For the near term (few years) the perceived value of this "safer" currency is further reduced by other (central banks) attitude that the US economy (inflation) is in trouble (right or wrong). Also a general distrust for the US and other developed countries adds further to an alternative investment in PM's.
As long as there are so many unstable world factors and US$ problems of one form or another even if it is the #1 currency, PM is here to stay inflation or not.

So there you have it.  FIL speaks!


Jack Crooks
Black Swan Capital


 JR here ...

I received some very good feedback after yesterday’s piece on crude oil and the geopolitical environment. I want to share some of the reader responses with you (my comments at the end):

1) European Brent, which is more directly influenced by events in the ME than US light crude, tells a different story...
  [Chart available in PDF format only.]

2) When analyzing global crude oil prices you must be careful not to use WTI pricing. It is being affected by a glut of Canadian crude into Cushing, OK. Global prices are reflected more by Brent crude pricing in London for the European market which is being impacted somewhat by Egypt, Libya, etc.

3) Gentlemen, 
Appreciate your endeavors, thank you.
On your chart, note the breakdown in oil price beginning Feb 4th. An Islamic leader in Iran gave a speech on that date. GLD and SLV began recoveries that day. Could it be that speech triggered several players to unload oil and buy metals? Or am I just paranoid?

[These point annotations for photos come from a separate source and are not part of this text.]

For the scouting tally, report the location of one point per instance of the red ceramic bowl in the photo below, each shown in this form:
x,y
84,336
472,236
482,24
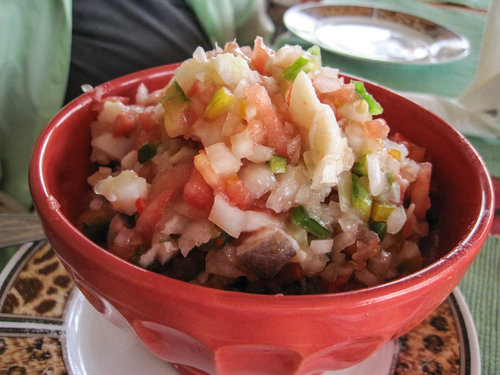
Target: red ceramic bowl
x,y
227,332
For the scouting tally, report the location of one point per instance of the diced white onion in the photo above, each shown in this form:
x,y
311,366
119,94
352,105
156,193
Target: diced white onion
x,y
123,190
110,110
241,144
257,220
321,246
260,153
230,219
396,220
258,178
106,146
343,239
222,159
194,234
376,177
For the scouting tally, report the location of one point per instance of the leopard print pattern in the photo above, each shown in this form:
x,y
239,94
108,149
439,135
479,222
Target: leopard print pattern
x,y
41,288
31,356
432,348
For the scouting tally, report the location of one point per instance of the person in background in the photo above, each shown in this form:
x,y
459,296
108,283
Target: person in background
x,y
50,48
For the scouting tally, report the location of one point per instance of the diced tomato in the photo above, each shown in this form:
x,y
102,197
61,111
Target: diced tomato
x,y
257,131
194,213
417,153
238,194
202,164
151,216
124,123
275,134
419,190
140,204
376,128
171,179
409,224
196,191
150,126
261,54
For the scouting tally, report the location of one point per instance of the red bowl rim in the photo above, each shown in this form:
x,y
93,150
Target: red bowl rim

Indeed, Brent crude is more globally traded and its price has certainly has become more susceptible to geopolitics lately. Very likely this is exactly what has led Brent to trade at a significant premium to WTI over the last several weeks (and maybe too the glut of Canadian oil into Cushing, as mentioned above.) Historically though, the two contracts respond rather identically to such events.

I simply thought it was worth noting that WTI crude could be telling us something about the perception of the global supply/demand situation. On this long-term chart you can see the notable difference in the way the two have been trading since January. WTI in orange; Brent in black:

 [Chart available in PDF format only.]
As I posed to reader KA yesterday, maybe the question that needs to be answered is this:

Will WTI play catch-up, or will Brent sink once the geopolitical driver begins to subside?

No doubt, WTI has made some strides yesterday and today. It’s now testing the triple top I noted in yesterday’s comments:

  [Chart available in PDF format only.]

WTI crude made short work of the 50-day moving average I talked about yesterday and is now at the top of the 50-day MA Bollinger Band range. Let’s see how things pan out at this resistance level. Time to play catch-up to Brent?

Don’t forget that my new commodities newsletter – I am calling it Commodities Essential¬ – will be launched early next week. Its details and focus will be unveiled starting tomorrow and through the rest of the week.

Because the geopolitical landscape is burning, I will surely be watching crude oil’s every move. Gold, too, is on my radar as it shakes off its recent correction and starts feeling seeing safe-haven inflows. To that point, I do not think JDC with his above comments is paranoid – he made an excellent connection that exemplifies the safe-haven nature of the yellow metal.  

Thanks again for the comments – I do appreciate the feedback.